One of the most challenging parts of investing is analyzing which companies will perform the best in individual sectors over the long term. Unfortunately, it is almost impossible to predict today the companies that will succeed in any particular hot new growth sector over the next 20 years. When it comes to tech, there will typically be just a few long-term stocks that will survive the initial bubble bursting, while the rest will never recover from the hype and crash.
The constant of change
The business world is constantly changing and developing, and companies must try and stay on top to maintain their market positions. This is much harder than it appears. Staying on top requires lots of capital spending and, to a certain degree, luck. There is no telling if another business will be able to come along and develop a technology the former incumbents have not yet discovered.
This is the issue the automotive industry has been grappling with for the past decade. Electric vehicles have taken the automotive industry by storm, and a whole range of new businesses have emerged to try and capitalize on the growing demand for electric vehicles. This change has left legacy companies in the dust after they once scorned EVs as fantasy.

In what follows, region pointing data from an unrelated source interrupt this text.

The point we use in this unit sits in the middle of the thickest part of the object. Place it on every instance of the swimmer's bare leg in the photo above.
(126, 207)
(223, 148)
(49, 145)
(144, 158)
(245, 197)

Companies like General Motors (GM, Financial) have had to rush to develop new models to meet the EV threat head on. While the legacy businesses are in a better position to take on the new challengers with their global footprints, international distribution networks and manufacturing experience, they have a lot of catching up to do in this fast-paced market in terms of technological innovations.
Now, I am not going to speculate on which electric vehicle manufacturers will be able to ride to the top of the industry over the next decade. Instead, I want to use the current state of the industry as a case study to investors showing just how difficult it is to try and pick winners in any emerging sector or industry.
Year-to-date, some of the most promising electric vehicle startups have seen their valuations plunge. Tesla (TSLA, Financial) is down around 44%, while its newer peers, NIO (NIO, Financial), Rivian (RIVN, Financial) and Lucid (LCID, Financial), have lost as much as 70% of their value in the space of the last nine-and-a-half months.
This performance is not reflective of the broader electric vehicle market. Global e-commerce electric vehicle sales now make up around 11% of the market after increasing 60% in August alone. The market for electric vehicles is booming, suggesting sales and profits at the sector's most important constituents should be benefiting from this tailwind.
Clearly, the EV stock bubble has burst even as the industry itself is kicking into high gear.
Lessons from the EV bubble
First of all, it is becoming increasingly clear that many high-profile technology companies, and companies that appeared to be at the cutting edge of the renewable energy revolution last year, have quickly fallen out of favor with investors in 2022. As the investment environment has changed, the market has lost its love of these high-profile growth stocks and is unwilling to fund their growing losses.
That is one of the reasons why these stocks have been struggling in 2022. Another reason is the fact that incumbent automotive giants have started to catch up with EV-only startups. Tesla remains the world's most prominent electric vehicle manufacturer, but incumbents such as Volkswagen (XTER:VOW3, Financial), Ford (F, Financial) and General Motors are rapidly catching up.
And when I say rapidly, I do mean rapidly. In the past couple of years, these companies have gone from being behind the curve to having some of the best-selling electric vehicles in the world. As it turns out, the disruptors in this particular industry didn't have as much of a moat as many investors originally thought.
Competitive factors
The key lesson here is the importance of understanding competitive factors in the market. The automotive market has always been highly competitive, and it will always remain so. For most individuals, a car is a commodity where price and usability matter more than anything else. Most car buyers do not care whether or not they are acquiring a Tesla or a Volkswagen as long as it meets their needs.
Warren Buffett (Trades, Portfolio) tried to highlight the competitive nature of the automotive industry at the 2021 Berkshire Hathaway (BRK.A, Financial) (BRK.B, Financial) annual shareholder meeting.
The Oracle of Omaha pointed out that in the early 1900s, the future for the automotive industry in the United States seemed bright. Over time, 2,000 companies entered the business, but only three major players have survived. Picking out those three companies in the 1900s that have survived to this day would have been virtually impossible.
Investors face exactly the same challenge today. Trying to pick the companies in the electric vehicle space that will grow and prosper over the next couple of decades is almost impossible.
As we have seen with the history of the automotive industry, most of these businesses will struggle and will not be great investments. The companies that turn out to be the best investments may not even be alive today. These are the cutting-edge leaders in their space, and they will make mistakes. There's always going to be room for a late starter to come in and grab market share where they have gone wrong.